A1153
Title: Enriched stochastic block models
Authors: Louise Alamichel - Bocconi University (Italy) [presenting]
Daniele Durante - Bocconi University (Italy)
Tommaso Rigon - University of Milano-Bicocca (Italy)
Francesco Gaffi - University of Notre Dame (United States)
Abstract: Stochastic block models learn group structures among nodes sharing similar connectivity patterns. Recent extensions have considered scenarios where multiple networks sharing the same nodes need to be analyzed jointly. State-of-the-art formulations typically assume that a unique partition of the nodes governs the clustering across all networks. In practice, the node partition describing block structures in one network may differ from that underlying another network, with the two often linked by refinements for specific purposes. For example, for two networks, the grouping of nodes in one layer may fragment into more detailed communities in another layer, reflecting different but related structures.
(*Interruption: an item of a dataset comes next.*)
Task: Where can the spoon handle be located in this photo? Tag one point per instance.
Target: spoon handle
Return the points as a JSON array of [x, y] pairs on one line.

To capture these architectures, we develop a novel enriched stochastic block model relying on two clustering structures, one for each network, and linked through a joint enriched Bayesian nonparametric prior. This construction induces a dependence across partitions, while retaining flexibility to model both shared and network-specific patterns. Inference under the proposed model is carried out via a collapsed Gibbs sampler on the cut posterior. Preliminary results on simulated data and in a study of summits co-attendances within a complex Mafia organization showcase the strengths of the proposed formulation, along with its ability to incorporate and learn relevant structures in networks.